So das wars ich hoffe ihr könnt mir helfen dieses kleine How-To zu erweitern!

Gruß

Lunx

----------

## Blood_Seeker

Hallo alle zusammen.

Es empfihlt sich noch das USEFLAG "xinerama" in die make.conf zu schreiben.

MfG

  blood_seeker

----------

## caraboides

1. Ist es o auch einfach moeglich ein Fenster mit der Maus auf ein anderes zu schieben?

2. Ich habe eine NVIDIA 6800 Ultra, da sind ja zwei ausgänge dran also tifft auf mich das HOWTO zu?

3. Wenn ich jetzt z.B. ut2004 starte kann ich dann auf dem Zweiten Mon noch arbeiten?

4. Kann man das auch so weit aufbohren (zeite Tastuatur und Maus) das zwei leite an einem Rechner arbeiten?

Danke Für die Hilfe

----------

## CampinoDesign

Wenn du deine xorg entsprechend konfigurierst kannst du auf zwei xservern arbeiten (über zwei serverlayouts), Linux ist ja Multiuser fähig. Tastatur und Maus müssten über USB angeschlossen werden. Ich denke grundsätzlich ist das möglich  :Smile: 

// Lars

----------

## firefly

nicht ganz..

da leider im kernel der keyboard-treiber nicht unterscheiden kann von welchen keyboard die taste kommt, kann mann an einem Rechner keine 2 Keyboards voneinander unabhängig betreiben und Xorg ist soweit ich das weis auch (noch)nicht dafür ausgelegt.

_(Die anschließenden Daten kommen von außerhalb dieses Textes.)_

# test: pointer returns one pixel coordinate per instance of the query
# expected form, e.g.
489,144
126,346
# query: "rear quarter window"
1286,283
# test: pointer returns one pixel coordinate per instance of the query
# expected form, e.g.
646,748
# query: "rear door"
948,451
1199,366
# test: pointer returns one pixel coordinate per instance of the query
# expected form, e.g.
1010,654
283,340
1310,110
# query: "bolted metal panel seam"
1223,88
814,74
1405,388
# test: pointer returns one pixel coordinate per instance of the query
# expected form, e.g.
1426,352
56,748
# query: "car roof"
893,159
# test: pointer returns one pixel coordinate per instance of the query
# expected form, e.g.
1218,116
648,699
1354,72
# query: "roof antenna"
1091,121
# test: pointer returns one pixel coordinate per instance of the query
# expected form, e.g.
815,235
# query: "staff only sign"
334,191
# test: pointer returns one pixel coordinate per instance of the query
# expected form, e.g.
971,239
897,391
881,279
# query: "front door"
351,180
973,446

Es gibt aber ein patchset der das ermöglichen soll(Ruby).

gruß

firefly

----------

## dreadhead

Ich denke viel wichter als die Erstellung der xorg.conf ist die Einrichtung des restlichen Systems.

Zum Beispiel:

- wird es sehr problematisch Xinerama oder Twinview auf 2 Monitoren zu verwenden die nicht die selbe Auflösung haben. (Dead Areas)

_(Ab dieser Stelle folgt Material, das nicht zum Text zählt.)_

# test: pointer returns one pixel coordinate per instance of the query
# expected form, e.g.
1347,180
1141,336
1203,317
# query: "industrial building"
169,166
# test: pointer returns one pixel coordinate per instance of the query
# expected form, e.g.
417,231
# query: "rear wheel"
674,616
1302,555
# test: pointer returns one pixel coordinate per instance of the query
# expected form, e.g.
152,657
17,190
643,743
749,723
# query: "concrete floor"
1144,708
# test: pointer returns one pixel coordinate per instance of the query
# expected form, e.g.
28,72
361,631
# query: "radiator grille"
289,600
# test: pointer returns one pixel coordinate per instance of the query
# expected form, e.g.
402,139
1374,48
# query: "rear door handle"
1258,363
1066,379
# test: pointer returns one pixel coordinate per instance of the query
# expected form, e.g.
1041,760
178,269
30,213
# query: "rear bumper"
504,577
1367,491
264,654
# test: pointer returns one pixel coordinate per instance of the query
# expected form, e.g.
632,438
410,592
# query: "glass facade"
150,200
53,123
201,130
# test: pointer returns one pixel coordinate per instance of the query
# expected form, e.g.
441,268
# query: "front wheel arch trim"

- gibt es Probleme bei einigen Programmen wie xine die dann das Bild in die Breite ziehen.

----------

## LunX

Ich habe es auch schonmal soweit übertrieben das ich zwei Tastaturen am PC hatte (mit dem Ruby Patch) aber wirklich gebraucht habe ich es nicht und ich konnte nie aktuelle Versionen vom Kernel oder von xorg nutzen worauf hin ich dann wieder alles umgebaut habe. Sollte man seinen Desktop auf 2 Fenster aufteilen dann sollte man wirklich zwei gleichgroße Monitore mit der selben Auflösung haben denn bei mir hat der eine Moni eine 1280x1024 und der andere 1024x768 und auf dem kleineren ist dann halt nur die hälfte des Bildes zu sehen. Deswegen habe ich auf beiden Monitoren jeweils eine Fluxbox am laufen auf denen ich ohne Probleme mit der Maus hin und her switchen kann nur man kann keine Fenster von der einen auf die andere Box schieben.

mplayer stellt auf beiden Monitoren Filme kalr dar.

wenn ich in ut2004 wärend des Spielens ESC drücke kann ich mit der Maus das Bild verlassen und am anderen Monitor weiterarbeiten.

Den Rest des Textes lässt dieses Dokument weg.